Our lease wasn't up until June, but neither of us were convinced we would survive — mentally, spiritually, physically — at Chang's until then. In what could only be described as a miracle, we were saved when Serria's good friend needed a sublet for her apartment, an apartment aesthetically pleasing in both the floor-to-ceiling windows in the corner unit and the attractive Australian waiters in our favorite coffee shop directly below.
I signed the lease before I even stepped foot in the building.
To say I was on an euphoric high would be an understatement. We still had a month or so before we could actually move in, but the day after we'd signed, all I could envision was my future home, my future life. As I was getting back to Chang's that night, I was so distracted by thoughts of what having a nice apartment again would actually be like, it didn't first register that my key was not letting me through the door.
From the other side, I could hear Serria asking what was wrong. (That was another thing — our walls were paper thin). I heard her get off the couch to open the door for me, but as soon as she tried to let me in, it became evident the problem wasn't my key. It was Chang's door. The lock, old like the rest of the apartment, had finally broken, locking me out and Serria, in.
Texts (and, for the first time, calls!) to Chang went unanswered. I borrowed a screwdriver from our neighbors to try to unscrew the front lock while Serria, essentially caged in (because, another thing! Our fire escape was less an escape and more of a certain, rusted death trap), clawed off the back with her nails. Neither of us were successful, so resignedly, I called a locksmith.
I also ordered Chinese food to my hallway.

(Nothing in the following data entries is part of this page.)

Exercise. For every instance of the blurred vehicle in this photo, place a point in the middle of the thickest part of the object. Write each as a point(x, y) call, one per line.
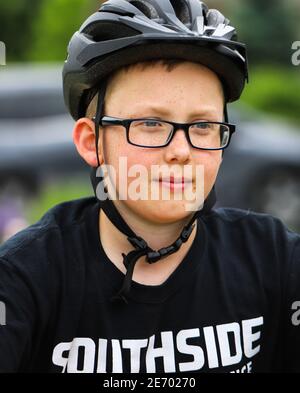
point(260, 170)
point(35, 130)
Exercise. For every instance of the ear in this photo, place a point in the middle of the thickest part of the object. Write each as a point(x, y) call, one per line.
point(84, 140)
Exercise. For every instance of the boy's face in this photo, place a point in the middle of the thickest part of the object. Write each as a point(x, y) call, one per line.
point(188, 93)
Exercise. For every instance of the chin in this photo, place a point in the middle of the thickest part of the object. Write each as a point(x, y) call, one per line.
point(162, 212)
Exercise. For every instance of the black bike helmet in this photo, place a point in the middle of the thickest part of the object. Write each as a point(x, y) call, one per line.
point(125, 32)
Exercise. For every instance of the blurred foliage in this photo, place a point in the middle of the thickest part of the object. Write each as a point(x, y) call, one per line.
point(16, 26)
point(274, 90)
point(55, 25)
point(39, 30)
point(267, 27)
point(55, 193)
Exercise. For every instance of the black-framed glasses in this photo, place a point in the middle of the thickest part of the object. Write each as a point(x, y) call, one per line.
point(153, 133)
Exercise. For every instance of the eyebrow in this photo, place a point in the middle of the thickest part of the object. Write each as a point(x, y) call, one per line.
point(157, 110)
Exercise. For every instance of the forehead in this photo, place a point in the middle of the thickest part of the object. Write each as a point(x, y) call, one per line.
point(165, 85)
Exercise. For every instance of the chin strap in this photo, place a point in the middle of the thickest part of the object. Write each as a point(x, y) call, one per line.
point(140, 245)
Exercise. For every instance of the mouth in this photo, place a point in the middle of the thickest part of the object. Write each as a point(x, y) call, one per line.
point(173, 183)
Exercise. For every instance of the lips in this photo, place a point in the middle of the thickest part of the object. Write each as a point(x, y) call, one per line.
point(174, 180)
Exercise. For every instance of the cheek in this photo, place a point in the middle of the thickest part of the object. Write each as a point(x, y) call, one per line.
point(211, 162)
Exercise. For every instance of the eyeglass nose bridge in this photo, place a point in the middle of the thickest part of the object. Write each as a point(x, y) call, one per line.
point(179, 126)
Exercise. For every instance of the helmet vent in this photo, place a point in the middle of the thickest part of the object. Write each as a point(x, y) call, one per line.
point(182, 11)
point(146, 8)
point(108, 31)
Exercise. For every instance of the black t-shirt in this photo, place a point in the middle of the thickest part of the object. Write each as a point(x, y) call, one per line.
point(232, 305)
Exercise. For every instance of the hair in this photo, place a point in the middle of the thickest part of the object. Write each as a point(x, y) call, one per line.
point(169, 65)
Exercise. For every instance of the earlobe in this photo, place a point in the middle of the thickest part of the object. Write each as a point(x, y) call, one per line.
point(84, 140)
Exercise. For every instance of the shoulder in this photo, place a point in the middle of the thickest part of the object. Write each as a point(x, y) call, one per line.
point(47, 234)
point(247, 229)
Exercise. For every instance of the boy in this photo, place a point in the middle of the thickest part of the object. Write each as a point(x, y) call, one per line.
point(152, 284)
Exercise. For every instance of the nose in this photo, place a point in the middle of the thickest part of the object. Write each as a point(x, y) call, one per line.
point(179, 149)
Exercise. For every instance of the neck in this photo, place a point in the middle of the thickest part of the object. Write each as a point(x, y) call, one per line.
point(156, 235)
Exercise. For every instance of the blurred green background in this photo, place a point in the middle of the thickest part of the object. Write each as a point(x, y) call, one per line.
point(39, 31)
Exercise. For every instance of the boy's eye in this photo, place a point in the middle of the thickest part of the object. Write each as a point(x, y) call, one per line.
point(151, 123)
point(203, 126)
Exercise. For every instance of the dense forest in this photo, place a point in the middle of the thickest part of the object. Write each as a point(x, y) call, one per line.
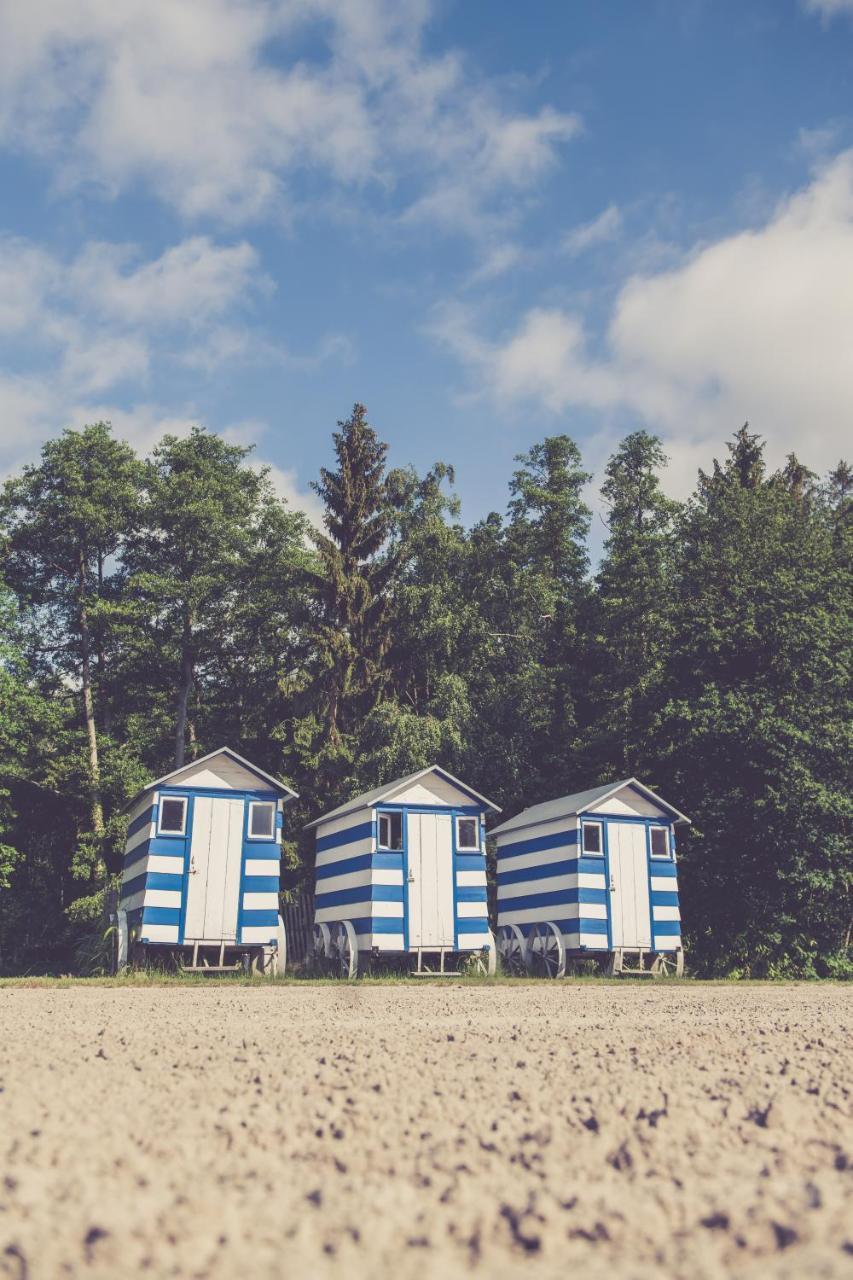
point(153, 609)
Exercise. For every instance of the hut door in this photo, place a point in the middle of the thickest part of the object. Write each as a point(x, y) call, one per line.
point(430, 880)
point(215, 851)
point(630, 918)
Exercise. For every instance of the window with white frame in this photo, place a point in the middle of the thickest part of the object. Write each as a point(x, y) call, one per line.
point(172, 818)
point(593, 839)
point(468, 835)
point(660, 841)
point(389, 835)
point(261, 819)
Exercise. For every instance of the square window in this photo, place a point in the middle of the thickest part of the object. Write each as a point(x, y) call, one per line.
point(592, 837)
point(261, 821)
point(468, 836)
point(391, 831)
point(173, 816)
point(660, 842)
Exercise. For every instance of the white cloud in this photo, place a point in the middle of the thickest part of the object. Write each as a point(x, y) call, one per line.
point(186, 96)
point(601, 229)
point(757, 325)
point(828, 8)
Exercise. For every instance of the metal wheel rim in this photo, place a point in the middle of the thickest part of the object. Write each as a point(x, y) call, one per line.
point(546, 950)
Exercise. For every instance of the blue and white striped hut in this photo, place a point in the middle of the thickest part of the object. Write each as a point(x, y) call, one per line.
point(401, 872)
point(201, 867)
point(591, 874)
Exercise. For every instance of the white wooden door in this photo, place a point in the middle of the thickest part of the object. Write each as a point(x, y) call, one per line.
point(430, 880)
point(629, 901)
point(215, 851)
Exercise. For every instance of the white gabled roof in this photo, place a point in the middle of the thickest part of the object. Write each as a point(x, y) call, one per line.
point(566, 807)
point(389, 789)
point(276, 784)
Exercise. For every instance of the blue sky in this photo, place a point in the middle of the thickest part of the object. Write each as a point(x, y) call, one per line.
point(488, 222)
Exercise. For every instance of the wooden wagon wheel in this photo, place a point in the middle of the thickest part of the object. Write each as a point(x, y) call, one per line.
point(546, 951)
point(669, 964)
point(512, 949)
point(345, 949)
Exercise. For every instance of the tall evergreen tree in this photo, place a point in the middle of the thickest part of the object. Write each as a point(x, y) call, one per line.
point(357, 563)
point(206, 515)
point(753, 734)
point(67, 520)
point(630, 615)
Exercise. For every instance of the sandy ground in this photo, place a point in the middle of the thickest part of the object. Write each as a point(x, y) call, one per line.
point(512, 1130)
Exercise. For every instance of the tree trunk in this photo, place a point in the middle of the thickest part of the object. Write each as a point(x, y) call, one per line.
point(187, 671)
point(89, 709)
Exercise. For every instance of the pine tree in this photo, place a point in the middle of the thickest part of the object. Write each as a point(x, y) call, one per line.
point(630, 613)
point(357, 563)
point(753, 734)
point(67, 521)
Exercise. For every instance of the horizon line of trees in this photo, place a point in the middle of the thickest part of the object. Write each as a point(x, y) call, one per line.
point(155, 608)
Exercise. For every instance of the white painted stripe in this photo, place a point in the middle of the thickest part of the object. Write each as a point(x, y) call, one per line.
point(383, 941)
point(542, 858)
point(387, 876)
point(541, 914)
point(258, 933)
point(359, 910)
point(260, 901)
point(471, 910)
point(355, 818)
point(163, 863)
point(333, 883)
point(160, 932)
point(162, 897)
point(473, 941)
point(551, 885)
point(336, 855)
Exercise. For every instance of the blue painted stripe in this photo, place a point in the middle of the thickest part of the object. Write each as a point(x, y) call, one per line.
point(343, 867)
point(260, 885)
point(478, 924)
point(168, 846)
point(579, 926)
point(662, 867)
point(135, 886)
point(142, 821)
point(137, 854)
point(378, 924)
point(557, 897)
point(164, 880)
point(160, 915)
point(470, 894)
point(263, 853)
point(364, 831)
point(259, 917)
point(361, 894)
point(539, 842)
point(542, 871)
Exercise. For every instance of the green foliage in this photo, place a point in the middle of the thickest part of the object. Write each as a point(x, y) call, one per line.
point(156, 609)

When the locksmith arrived, he looked — for lack of a better word — terrifying. As I sat in the stairwell, eating my chicken, he wordlessly pulled out his massive set of tools, all of which looked as if they could easily be used to murder me (I’d been watching a lot of crime television), then began to break down our door. Even for him, a (hopefully) professionally trained locksmith, it took awhile, making mine and Serria’s previous attempts to pry off the lock with our nails seem childish. By the time I’d finished my chicken, the locksmith had succeeded breaking into our apartment and we praised him. At this point, we still hadn’t heard back from Chang and, in our eyes, the locksmith was our one true hero.
Until he charged us $1,300.
We were scammed — obviously. And, Chang refused to pay even a fraction of the bill, despite the fact we didn’t hear from him for over 12 hours after the initial “Hi-We-Are-Locked-Out-And-Also-In-The-Apartment” text. Neither Serria or I had the strength to argue with him, not when we were only weeks from finally leaving his place forever.
Instead, when we left, we took the old locks with us. They’re on display in our new apartment.
They are the most expensive items we own.
Moving out of Chang’s apartment was different than when I moved out of my Upper East Side studio. When I handed over my keys to the UES apartment, I cried. It had been the first place I'd lived as an adult, the first place that had ever truly been all mine, my first real home in New York City.
When I handed over my keys to Chang's, I did not cry. I did not cry until I walked out that door for the very last time and, immediately, a homeless man spit directly in my eye.
Then, the tears really started to come.